IHRAM.CO.ID,SKURUP -- Kotamadya Skurup, Swedia yang kebijakan pakaiannya secara khusus melarang hiasan kepala Islami di prasekolah dan sekolah dasar, menemukan dirinya berada di jalur yang bertentangan dengan Discrimination Ombudsman. The Swedish Discrimination Ombudsman (DO) telah mempertimbangkan debat yang melibatkan penerimaan hiasan kepala religius di tempat umum.
Dilansir dari AhlulBayt News Agency (ABNA), Senin (16/11) Dalam keputusan bahwa larangan pemerintah kota Skurup atas "jilbab, burqa, niqab, dan pakaian lain yang dimaksudkan untuk menyembunyikan siswa dan staf" tidak sesuai dengan tindakan Diskriminasi, ombudsman menegaskan bahwa kode berpakaian Islami dengan demikian dilindungi oleh hukum.

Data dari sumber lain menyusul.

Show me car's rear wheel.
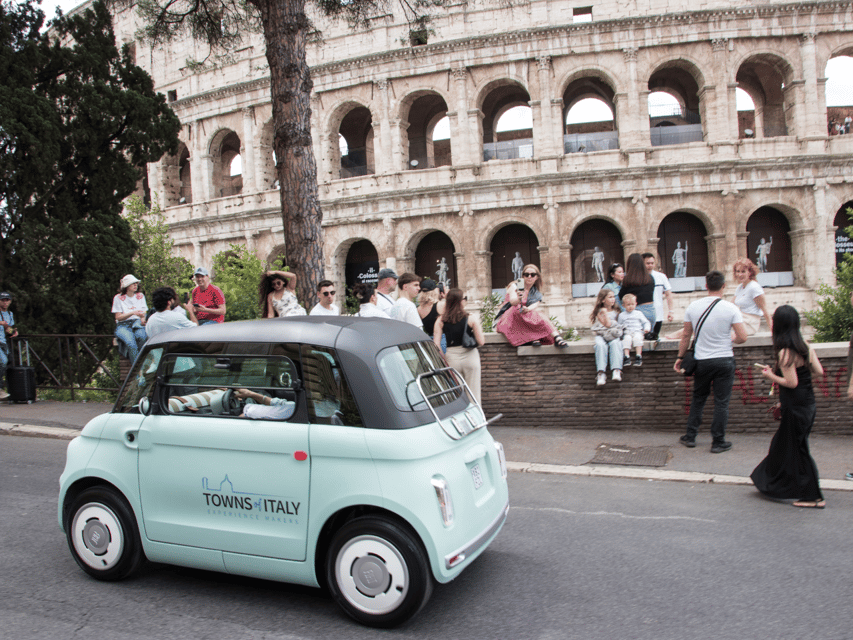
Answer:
[65,487,144,580]
[326,516,433,627]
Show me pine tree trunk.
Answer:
[251,0,324,309]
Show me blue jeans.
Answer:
[116,319,148,364]
[0,344,9,391]
[595,336,622,371]
[687,358,735,444]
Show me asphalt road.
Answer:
[0,436,853,640]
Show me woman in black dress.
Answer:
[751,304,826,509]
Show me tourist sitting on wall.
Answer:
[495,264,569,349]
[589,287,622,387]
[619,253,655,326]
[258,271,307,318]
[601,262,625,311]
[352,282,391,320]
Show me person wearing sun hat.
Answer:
[112,274,148,363]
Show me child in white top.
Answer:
[619,293,652,367]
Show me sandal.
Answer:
[791,500,826,509]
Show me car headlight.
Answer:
[432,477,453,527]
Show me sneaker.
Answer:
[711,442,732,453]
[678,435,696,449]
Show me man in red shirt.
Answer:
[192,267,225,325]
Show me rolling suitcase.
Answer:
[6,366,36,404]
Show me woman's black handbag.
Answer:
[681,298,720,376]
[462,324,480,349]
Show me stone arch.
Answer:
[561,72,619,153]
[570,216,625,298]
[208,129,243,198]
[745,205,792,286]
[477,78,533,160]
[398,89,452,169]
[161,141,193,207]
[648,56,706,146]
[735,51,795,138]
[487,219,548,289]
[329,101,375,178]
[657,209,711,282]
[414,229,459,287]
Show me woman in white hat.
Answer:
[113,274,148,364]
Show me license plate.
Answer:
[471,464,483,489]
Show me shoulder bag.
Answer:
[681,298,720,376]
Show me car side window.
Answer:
[116,349,163,413]
[160,353,298,420]
[302,345,363,427]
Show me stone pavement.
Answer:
[0,401,853,491]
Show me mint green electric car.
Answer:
[59,317,509,627]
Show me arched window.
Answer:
[746,207,794,287]
[490,223,539,288]
[338,107,374,178]
[649,64,704,147]
[571,218,625,298]
[415,231,459,288]
[658,211,708,291]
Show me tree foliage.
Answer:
[123,194,193,294]
[0,0,180,333]
[803,208,853,342]
[132,0,449,315]
[213,244,266,322]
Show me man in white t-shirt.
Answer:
[388,273,424,329]
[308,280,341,316]
[643,253,673,340]
[673,271,746,453]
[376,269,397,315]
[145,287,198,338]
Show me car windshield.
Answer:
[378,341,463,411]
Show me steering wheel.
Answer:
[221,389,243,416]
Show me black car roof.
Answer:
[145,316,467,429]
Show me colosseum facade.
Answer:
[101,0,853,326]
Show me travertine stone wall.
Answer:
[88,0,853,326]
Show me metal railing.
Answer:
[10,333,121,400]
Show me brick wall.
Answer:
[480,334,853,435]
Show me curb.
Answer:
[0,422,853,491]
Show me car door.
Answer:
[131,355,311,560]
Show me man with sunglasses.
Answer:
[308,280,341,316]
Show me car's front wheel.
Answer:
[326,516,433,627]
[65,487,144,580]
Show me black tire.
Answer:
[65,487,145,581]
[326,516,433,628]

"Ketika pemeriksaan sekarang selesai, DO membuat penilaian bahwa meskipun kebijakan tersebut, menurut kata-katanya, memengaruhi semua pakaian yang menyembunyikan siswa dan staf di prasekolah dan sekolah dasar kotamadya, tujuannya justru untuk melarang pakaian keagamaan. Ini Artinya, penerapan kebijakan terkait orang yang memakai garmen tersebut akan terkait dengan agama atau kepercayaannya,” kata kantor ombudsman dalam siaran persnya.
Wakil ombudsman diskriminasi Martin Mörk menekankan bahwa "dengan pengecualian situasi di mana pakaian tersebut mempengaruhi kondisi obyektif siswa atau karyawan untuk melaksanakan elemen pendidikan atau tugas, larangan tersebut merupakan diskriminasi langsung terkait dengan agama dan kepercayaan lain".
Pada akhir 2019, Partai Moderat liberal-konservatif, Demokrat Swedia konservatif nasional, dan Partai Skurup lokal bekerja sama untuk mengeluarkan larangan hiasan kepala Islami di kota Skurup di Skåne County dan sekolah serta prasekolah di kota sekitarnya. Larangan tersebut melibatkan jilbab, burqa, niqab, dan pakaian lain yang bertujuan untuk menutupi wajah dan berlaku untuk siswa dan staf.
Sebelumnya pada tahun 2019, Kota Staffanstorp dengan pemerintahan moderat di Kabupaten Skåne yang sama memutuskan untuk memperkenalkan "toleransi nol" untuk pakaian kepala Islami untuk anak-anak sebagai bagian dari rencana integrasinya. Larangan itu dirancang untuk memastikan bahwa kesetaraan dan nilai-nilai Swedia berlaku.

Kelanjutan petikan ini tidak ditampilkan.